Маршал Советского Союза Р.Я. Малиновский пишет: "Просьбы некоторых командующих войсками округов разрешить им привести войска в боевую готовность и выдвинуть их ближе к границе И.В. Сталиным единолично отвергались (значит, такие просьбы были! – А. Н.). Войска продолжали учиться по-мирному: артиллерия стрелковых дивизий была в артиллерийских лагерях и на полигонах, зенитные средства – на зенитных полигонах, саперные части – в инженерных лагерях, а «голые» стрелковые полки дивизий – отдельно в своих лагерях. При надвигавшейся угрозе войны эти грубейшие ошибки граничили с преступлением. Можно ли было этого избежать? Можно и должно".
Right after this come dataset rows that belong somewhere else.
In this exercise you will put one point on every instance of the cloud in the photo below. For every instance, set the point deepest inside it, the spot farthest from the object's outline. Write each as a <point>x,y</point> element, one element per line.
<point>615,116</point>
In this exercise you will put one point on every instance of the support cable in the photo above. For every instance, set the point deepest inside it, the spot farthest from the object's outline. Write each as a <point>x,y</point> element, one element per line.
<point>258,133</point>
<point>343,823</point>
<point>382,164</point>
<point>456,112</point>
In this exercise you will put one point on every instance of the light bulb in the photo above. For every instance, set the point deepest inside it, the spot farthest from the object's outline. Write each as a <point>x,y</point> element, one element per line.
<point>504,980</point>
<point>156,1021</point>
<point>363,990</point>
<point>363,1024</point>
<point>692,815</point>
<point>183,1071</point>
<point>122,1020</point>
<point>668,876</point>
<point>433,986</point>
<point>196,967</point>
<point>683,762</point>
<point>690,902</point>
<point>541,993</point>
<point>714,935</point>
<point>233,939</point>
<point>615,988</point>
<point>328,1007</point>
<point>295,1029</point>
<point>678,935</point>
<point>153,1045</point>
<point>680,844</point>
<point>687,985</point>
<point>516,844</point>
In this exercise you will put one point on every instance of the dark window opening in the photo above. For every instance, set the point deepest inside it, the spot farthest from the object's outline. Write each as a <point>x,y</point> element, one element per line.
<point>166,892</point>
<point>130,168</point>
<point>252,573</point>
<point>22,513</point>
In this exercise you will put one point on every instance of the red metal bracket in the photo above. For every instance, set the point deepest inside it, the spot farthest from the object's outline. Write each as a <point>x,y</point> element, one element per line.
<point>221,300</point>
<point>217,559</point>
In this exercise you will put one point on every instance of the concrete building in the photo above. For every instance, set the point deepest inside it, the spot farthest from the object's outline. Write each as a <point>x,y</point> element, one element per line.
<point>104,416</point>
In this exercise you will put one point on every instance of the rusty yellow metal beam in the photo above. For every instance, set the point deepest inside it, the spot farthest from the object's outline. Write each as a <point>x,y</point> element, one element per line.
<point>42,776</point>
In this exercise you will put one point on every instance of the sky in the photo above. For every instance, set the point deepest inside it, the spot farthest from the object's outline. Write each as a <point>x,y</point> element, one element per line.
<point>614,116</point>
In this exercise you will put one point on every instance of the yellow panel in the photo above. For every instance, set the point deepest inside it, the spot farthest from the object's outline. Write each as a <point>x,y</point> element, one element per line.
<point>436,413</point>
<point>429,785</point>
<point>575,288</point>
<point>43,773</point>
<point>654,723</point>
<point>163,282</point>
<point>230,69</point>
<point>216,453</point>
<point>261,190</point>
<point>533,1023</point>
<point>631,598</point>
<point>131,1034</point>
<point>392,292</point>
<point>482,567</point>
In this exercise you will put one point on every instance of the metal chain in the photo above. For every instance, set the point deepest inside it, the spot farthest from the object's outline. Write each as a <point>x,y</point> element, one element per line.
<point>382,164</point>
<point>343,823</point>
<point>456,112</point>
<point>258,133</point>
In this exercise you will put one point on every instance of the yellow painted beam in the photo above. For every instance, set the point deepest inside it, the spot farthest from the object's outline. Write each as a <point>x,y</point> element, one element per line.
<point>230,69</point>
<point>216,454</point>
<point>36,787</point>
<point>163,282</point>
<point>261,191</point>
Все же находились командиры, которые были обеспокоены обстановкой. Они добивались разрешения у вышестоящих начальников хотя бы на частичное передвижение войск для занятия более удобных позиций в случае нападения. На этот счет мы располагаем, в частности, убедительными свидетельствами И.Х. Баграмяна и Р.Я. Малиновского. Последний рассказывает, что, будучи в то время командиром корпуса, настоял на передислокации своего соединения. 7 июня 1941 г. он выступил из района Кировограда и Первомайска со штабом корпуса и одной стрелковой дивизией в Молдавию, в район Бельцы, куда прибыл 14 июня, за неделю до начала войны. Накануне войны была завершена переброска на Украину с Северного Кавказа армии под командованием И.С. Конева, а вслед затем из Забайкалья часть сил другой армии. С разрешения наркома обороны командование Киевского особого военного округа начало выдвигать к границе пять стрелковых корпусов. По мнению маршала И.Х. Баграмяна, эти факты свидетельствуют о том, что Москва предприняла серьезные меры «по укреплению западных рубежей нашей страны». Действительно дело было не только в инициативе отдельных командиров. С начала июня было начато общее передвижение войск из глубины страны в западные районы. Может быть, и на самом деле готовились к нанесению упреждающего удара? Но И.Х. Баграмян сообщает, например, что когда 10 июня войска Киевского военного округа начали занимать предполье незаконченных приграничных укрепленных районов, из Москвы "последовал грозный окрик: «Такое распоряжение немедленно отмените и донесите, кто конкретно дал это самочинное распоряжение».